Pierre Bretagnon est décédé le 17 novembre 2002 à l'age de 59 ans, à la suite de longues et pénibles suites d'une grave opération. Il était correspondant du Bureau des Longitudes et chercheur à l'IMCCE.
Pierre Bretagnon a été le dernier chercheur qui soit arrivé au Service des calculs et de Mécanique Céleste du Bureau des Longitudes avant que je ne parte pour le midi. J'ai ainsi pu suivre sa carrière scientifique du début jusqu'à la fin. Ce sont les faits saillants de cette carrière que je veux vous retracer rapidement.
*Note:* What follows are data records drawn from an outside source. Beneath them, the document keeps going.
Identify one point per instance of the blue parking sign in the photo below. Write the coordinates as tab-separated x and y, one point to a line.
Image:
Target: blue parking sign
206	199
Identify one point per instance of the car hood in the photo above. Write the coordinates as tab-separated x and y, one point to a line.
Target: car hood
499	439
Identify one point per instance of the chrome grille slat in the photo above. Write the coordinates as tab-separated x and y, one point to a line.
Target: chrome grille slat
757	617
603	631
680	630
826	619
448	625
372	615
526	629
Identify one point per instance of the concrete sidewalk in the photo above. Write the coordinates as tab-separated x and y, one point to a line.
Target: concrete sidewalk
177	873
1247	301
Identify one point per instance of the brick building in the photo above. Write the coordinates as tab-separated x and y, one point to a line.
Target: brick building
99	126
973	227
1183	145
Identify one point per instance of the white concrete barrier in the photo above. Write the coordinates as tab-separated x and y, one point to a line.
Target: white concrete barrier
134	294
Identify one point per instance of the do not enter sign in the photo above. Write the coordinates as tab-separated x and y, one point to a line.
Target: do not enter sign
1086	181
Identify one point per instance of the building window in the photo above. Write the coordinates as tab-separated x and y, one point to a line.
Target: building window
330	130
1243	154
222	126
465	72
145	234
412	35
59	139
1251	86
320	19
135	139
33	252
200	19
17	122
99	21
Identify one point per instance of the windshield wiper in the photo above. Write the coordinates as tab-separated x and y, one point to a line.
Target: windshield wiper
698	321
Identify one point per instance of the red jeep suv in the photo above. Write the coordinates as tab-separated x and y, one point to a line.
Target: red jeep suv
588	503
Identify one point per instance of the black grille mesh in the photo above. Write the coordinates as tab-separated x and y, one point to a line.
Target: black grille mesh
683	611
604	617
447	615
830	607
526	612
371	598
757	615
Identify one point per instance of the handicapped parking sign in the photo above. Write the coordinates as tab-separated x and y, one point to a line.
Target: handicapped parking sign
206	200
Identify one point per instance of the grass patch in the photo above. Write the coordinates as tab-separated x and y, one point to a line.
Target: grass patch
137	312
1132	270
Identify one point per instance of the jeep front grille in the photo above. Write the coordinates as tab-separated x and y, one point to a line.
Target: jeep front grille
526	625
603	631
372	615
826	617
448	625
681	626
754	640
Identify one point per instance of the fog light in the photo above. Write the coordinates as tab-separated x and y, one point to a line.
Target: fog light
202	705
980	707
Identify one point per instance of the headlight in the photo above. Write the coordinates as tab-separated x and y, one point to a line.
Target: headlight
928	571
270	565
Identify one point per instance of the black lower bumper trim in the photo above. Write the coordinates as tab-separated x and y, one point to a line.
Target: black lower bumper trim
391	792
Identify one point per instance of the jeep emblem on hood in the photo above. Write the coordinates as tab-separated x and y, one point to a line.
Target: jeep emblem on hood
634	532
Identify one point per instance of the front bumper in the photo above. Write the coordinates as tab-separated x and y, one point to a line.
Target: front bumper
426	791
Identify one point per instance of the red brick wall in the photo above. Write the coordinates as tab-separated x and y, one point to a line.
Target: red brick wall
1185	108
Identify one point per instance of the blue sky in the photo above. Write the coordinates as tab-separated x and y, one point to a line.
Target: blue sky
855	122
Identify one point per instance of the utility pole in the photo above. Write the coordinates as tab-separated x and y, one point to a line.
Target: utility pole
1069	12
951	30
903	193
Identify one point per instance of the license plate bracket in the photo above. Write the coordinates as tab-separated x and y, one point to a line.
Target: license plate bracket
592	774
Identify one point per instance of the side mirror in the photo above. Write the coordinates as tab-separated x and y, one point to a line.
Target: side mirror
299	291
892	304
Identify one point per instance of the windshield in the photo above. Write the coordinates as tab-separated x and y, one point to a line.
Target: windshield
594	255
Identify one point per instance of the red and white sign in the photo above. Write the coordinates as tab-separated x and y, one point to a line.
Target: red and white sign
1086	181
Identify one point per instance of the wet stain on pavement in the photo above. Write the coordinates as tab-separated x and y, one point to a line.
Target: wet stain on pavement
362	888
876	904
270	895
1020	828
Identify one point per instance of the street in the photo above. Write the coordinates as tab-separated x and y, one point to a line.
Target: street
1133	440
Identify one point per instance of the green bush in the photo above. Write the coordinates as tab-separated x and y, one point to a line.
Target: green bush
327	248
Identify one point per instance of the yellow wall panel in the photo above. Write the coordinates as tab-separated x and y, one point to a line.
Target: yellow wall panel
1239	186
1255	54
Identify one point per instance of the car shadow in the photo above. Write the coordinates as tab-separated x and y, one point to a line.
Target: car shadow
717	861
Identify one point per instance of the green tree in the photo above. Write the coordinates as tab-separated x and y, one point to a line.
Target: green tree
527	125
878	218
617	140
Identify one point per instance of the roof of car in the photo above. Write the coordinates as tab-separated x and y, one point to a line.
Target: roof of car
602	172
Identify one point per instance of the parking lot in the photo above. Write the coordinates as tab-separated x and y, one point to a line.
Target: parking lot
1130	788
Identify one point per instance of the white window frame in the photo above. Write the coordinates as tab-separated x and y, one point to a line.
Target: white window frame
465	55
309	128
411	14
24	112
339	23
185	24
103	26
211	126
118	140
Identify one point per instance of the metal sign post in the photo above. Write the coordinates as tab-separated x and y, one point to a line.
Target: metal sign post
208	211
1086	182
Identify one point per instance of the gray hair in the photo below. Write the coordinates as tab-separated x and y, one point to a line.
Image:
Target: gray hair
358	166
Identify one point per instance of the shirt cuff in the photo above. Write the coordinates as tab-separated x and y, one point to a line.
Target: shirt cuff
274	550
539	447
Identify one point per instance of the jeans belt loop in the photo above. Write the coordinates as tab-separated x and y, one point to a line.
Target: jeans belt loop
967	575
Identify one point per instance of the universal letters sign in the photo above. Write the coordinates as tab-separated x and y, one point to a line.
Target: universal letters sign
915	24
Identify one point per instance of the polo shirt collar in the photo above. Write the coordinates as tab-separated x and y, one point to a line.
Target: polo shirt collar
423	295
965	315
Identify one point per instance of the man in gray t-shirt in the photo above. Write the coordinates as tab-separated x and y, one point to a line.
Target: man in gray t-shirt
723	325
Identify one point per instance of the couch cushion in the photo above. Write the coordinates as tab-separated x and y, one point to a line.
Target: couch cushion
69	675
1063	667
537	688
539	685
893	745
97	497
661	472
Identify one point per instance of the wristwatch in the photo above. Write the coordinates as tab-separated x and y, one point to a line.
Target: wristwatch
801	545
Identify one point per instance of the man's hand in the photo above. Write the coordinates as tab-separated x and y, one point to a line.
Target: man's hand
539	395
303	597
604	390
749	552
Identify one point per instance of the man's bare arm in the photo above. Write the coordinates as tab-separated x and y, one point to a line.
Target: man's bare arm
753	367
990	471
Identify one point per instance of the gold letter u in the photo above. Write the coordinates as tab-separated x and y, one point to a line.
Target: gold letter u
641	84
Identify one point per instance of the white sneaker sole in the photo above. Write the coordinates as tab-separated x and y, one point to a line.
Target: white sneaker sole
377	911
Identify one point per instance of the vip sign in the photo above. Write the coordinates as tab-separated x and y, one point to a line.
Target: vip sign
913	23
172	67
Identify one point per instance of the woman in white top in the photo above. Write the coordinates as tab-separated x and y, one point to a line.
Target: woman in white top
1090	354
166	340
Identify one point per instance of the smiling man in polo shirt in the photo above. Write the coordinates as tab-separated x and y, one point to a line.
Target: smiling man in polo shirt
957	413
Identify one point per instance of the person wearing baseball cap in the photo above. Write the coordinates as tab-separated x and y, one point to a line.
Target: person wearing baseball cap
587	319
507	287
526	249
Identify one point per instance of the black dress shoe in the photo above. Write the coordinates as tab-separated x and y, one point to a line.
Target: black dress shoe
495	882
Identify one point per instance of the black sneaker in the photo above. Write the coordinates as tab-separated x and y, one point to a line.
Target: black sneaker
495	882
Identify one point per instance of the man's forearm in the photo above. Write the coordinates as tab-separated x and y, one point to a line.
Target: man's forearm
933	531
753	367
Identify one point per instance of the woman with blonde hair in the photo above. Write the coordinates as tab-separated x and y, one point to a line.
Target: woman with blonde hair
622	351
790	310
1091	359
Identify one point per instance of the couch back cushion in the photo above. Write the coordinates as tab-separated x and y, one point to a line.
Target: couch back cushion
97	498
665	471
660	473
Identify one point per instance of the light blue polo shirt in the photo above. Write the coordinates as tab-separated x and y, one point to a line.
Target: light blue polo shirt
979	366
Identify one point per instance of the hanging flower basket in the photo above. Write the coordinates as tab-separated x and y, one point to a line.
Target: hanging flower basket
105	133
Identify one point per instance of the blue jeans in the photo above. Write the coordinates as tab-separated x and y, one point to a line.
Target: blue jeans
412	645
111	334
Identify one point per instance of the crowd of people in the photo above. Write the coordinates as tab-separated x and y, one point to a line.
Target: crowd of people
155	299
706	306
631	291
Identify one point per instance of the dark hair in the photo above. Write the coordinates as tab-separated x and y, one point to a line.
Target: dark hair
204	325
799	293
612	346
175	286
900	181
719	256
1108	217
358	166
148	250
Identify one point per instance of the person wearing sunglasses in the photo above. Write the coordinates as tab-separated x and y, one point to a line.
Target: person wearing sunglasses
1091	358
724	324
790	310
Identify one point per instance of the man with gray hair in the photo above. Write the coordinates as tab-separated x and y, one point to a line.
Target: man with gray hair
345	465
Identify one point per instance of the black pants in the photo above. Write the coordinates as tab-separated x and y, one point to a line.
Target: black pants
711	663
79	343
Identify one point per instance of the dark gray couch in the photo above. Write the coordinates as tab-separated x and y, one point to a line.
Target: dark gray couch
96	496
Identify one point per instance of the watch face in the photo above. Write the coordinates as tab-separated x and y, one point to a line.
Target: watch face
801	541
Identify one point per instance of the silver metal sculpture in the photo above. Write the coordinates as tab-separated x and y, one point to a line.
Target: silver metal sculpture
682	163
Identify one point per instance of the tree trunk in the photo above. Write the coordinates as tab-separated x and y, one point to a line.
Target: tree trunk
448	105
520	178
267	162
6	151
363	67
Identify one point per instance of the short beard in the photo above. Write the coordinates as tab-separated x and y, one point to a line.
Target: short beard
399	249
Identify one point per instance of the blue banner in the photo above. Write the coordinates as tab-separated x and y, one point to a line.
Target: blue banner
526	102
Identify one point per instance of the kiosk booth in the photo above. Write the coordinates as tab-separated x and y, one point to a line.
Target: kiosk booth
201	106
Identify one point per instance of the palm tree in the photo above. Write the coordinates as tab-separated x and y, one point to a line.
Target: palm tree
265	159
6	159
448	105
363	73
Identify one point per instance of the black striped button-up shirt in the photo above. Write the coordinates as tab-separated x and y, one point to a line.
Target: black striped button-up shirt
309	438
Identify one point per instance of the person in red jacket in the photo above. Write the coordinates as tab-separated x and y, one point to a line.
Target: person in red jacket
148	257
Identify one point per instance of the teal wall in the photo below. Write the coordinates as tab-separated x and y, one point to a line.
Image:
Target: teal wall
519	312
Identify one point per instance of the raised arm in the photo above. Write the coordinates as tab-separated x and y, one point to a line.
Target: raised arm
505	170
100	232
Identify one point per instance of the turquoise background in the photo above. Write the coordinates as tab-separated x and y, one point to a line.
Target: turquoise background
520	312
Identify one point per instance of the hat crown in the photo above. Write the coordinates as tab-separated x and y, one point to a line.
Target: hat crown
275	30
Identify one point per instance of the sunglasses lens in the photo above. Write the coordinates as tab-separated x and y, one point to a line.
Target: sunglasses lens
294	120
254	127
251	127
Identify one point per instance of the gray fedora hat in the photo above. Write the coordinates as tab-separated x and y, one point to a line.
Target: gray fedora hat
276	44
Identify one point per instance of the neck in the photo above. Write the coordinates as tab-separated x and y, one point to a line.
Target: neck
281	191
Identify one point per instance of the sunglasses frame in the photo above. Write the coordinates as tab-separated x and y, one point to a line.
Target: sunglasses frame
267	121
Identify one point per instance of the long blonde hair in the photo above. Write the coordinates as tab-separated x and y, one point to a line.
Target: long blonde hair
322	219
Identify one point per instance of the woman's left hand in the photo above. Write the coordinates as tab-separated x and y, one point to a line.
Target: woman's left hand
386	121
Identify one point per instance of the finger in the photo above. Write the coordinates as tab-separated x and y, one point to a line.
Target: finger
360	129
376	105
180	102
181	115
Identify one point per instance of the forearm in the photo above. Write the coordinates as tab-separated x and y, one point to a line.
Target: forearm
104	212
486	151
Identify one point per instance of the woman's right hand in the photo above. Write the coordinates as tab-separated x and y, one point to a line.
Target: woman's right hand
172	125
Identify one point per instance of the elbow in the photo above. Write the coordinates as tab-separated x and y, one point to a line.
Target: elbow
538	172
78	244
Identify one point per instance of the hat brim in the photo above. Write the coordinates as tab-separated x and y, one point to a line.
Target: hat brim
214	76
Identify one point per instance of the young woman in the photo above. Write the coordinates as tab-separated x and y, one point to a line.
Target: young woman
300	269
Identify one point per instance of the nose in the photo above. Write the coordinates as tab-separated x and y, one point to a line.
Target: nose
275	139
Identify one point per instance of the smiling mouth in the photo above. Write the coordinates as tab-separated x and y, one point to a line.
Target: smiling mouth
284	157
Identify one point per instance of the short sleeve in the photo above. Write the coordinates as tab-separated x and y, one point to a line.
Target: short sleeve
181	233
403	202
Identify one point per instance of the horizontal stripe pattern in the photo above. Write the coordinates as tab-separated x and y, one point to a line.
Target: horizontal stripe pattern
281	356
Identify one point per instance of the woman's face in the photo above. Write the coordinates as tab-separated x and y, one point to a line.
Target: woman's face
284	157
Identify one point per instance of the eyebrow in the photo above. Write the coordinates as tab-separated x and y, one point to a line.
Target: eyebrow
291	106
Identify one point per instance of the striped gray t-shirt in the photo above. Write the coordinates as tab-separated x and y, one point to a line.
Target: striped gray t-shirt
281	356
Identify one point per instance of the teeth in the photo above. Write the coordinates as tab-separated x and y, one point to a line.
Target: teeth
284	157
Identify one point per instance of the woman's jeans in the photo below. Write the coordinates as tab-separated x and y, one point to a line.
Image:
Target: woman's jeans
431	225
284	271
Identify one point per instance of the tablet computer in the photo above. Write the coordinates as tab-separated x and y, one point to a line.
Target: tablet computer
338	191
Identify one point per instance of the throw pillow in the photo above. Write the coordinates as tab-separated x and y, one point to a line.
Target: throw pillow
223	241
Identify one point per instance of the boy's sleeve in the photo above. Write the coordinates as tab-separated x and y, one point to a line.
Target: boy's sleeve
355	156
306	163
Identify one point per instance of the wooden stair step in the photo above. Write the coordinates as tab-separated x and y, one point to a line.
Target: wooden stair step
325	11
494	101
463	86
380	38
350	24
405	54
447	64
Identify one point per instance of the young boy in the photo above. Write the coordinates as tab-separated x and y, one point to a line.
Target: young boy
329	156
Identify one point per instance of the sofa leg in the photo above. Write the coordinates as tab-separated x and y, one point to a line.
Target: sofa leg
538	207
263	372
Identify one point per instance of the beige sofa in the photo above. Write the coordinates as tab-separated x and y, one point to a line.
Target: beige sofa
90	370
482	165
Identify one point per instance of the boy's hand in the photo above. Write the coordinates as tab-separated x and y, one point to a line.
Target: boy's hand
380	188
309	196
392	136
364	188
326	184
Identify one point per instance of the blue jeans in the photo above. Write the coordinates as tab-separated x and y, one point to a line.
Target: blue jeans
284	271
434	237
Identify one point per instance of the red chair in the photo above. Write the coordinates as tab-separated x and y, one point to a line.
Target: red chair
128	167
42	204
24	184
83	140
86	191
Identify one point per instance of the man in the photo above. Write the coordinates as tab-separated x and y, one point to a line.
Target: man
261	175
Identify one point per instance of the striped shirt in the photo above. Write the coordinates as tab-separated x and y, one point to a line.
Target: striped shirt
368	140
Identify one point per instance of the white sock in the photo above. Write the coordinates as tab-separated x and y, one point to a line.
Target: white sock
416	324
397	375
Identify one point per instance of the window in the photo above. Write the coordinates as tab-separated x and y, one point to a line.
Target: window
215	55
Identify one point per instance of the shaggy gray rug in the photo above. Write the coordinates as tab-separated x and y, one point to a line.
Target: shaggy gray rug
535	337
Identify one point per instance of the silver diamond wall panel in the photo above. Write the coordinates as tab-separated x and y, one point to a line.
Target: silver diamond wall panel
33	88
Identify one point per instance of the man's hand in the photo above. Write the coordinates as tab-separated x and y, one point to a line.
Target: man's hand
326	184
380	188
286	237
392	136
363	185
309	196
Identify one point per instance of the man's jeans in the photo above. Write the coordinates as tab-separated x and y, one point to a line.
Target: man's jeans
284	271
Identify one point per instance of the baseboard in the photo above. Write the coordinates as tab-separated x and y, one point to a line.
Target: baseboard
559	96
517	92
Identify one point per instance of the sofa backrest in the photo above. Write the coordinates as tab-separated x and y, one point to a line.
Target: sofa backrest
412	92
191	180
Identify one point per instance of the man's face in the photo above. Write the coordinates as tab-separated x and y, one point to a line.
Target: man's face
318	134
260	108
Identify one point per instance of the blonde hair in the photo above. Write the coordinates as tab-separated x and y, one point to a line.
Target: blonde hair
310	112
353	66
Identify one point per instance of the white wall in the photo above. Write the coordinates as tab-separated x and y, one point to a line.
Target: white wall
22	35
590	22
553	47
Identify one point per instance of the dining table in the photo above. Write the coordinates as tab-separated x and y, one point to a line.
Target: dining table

J'ai gardé les rapports écrits à son sujet à l'occasion de sa soutenance de la thèse de spécialité, puis de sa thèse d'Etat. Il s'était attaqué à un problème particulièrement difficile : représenter le mouvement des planètes à l'aide d'expressions entièrement analytiques composés de termes périodiques, pour des périodes s'échelonnant entre quelques semaines et de dizaines d'années et des coefficients contenant le temps. Il a été véritablement un des tout premiers à s'attaquer à ce problème simultanément pour l'ensemble des planètes du Système Solaire, et le premier à avoir réussi, même s'il a dû s'y prendre de manière un peu différente pour les planètes telluriques et les grosses planètes.
Déjà, dans les rapports des examinateurs de thèse, les éloges fleurissaient. Je vais en citer un, ou plutôt le traduire, puisqu'il émane de Ray Duncombe qui est américain : "Je considère ceci (la thèse) comme un travail montrant une très grande compétence et qui a une grande signification pour les programmes des Bureaux nationaux des éphémérides."
En dehors des difficultés théoriques que Pierre a dû résoudre, il a programmé, puis effectué, un nombre colossal de manipulations d'expressions analytiques. Ce qui est maintenant usuel était, à l'époque, un défi majeur qu'il a su relever et accomplir la tâche qui s'était fixée et que Ray Duncombe sous-entend: ses éphémérides. En effet, sous le titre de VSOP-82, que les résultats de Pierre Bretagnon entraient dans la Connaissance de Temps pour remplacer celle de Le Verrier: qui avaient duré presque cent ans!
Il est intéressant de noter que ce sont les expressions de Bretagnon qui ont été utilisées par André Berger vers 1975 pour remettre à l'honneur la théorie astronomique de Milankovitch relative à la variation des climats. Ces expressions ont aussi été utilisées dans la réduction des données du satellite européen Hipparcos. Ces derniers temps, il s'est impliqué dans les études préliminaires relatives au successeur d'Hipparcos : GAIA.
Ce travail et ceux qui allaient suivre mettent en relief ses qualités particulièrement bien adaptées aux recherches en Mécanique céleste : persévérance, soin extrême. Curiosité. À cela s'ajoute une connaissance parfaite du domaine.
Mais la théorie de la gravitation de Newton est insuffisante, et il fallait faire les calculs dans le cadre de la théorie de la Relativité Générale. Cela a été son objectif, objectif atteint, et il est devenu un des spécialistes mondiaux de la Mécanique Céleste relativiste pour des champs faibles. Il a beaucoup collaboré dans ce domaine avec Victor Brumberg, autre correspondant du Bureau des Longitudes, chercheur éminent de Saint-Petersbourg.
Pierre Bretagnon s'est aussi beaucoup intéressé aux autres mouvements de la Terre. Il a donné, avec Jean Chapront les expressions pour la précession. Mais, surtout, il est l'auteur, avec P. Rocher et J.-L. Simon, d'une remarquable théorie de la rotation de la Terre solide qu'il était en train d'améliorer en y introduisant les effets de non-rigidité. Ce travail, qui donne les termes aussi petits que quelques millionièmes de seconde de degré, avait été très remarqué et est constamment cité dans les milieux des spécialistes de la rotation de la Terre.
Il n'est pas exagéré de dire, que Pierre Bretagnon aura été un des chercheurs les plus brillants de sa génération dans le difficile domaine de la Mécanique Céleste appliquée aux mouvements des corps du système solaire. Dans la droite ligne de la tradition française, perpétuée au Bureau des Longitudes et maintenant à l'IMCCE, Pierre Bretagnon aura été un des meilleurs successeurs de Laplace, de Delaunay et de Le Verrier. Tous ses collègues français ou étrangers qui l'ont connu ne pourront que confirmer que sa disparition prématurée laisse un grand vide qu'il sera très difficile à combler.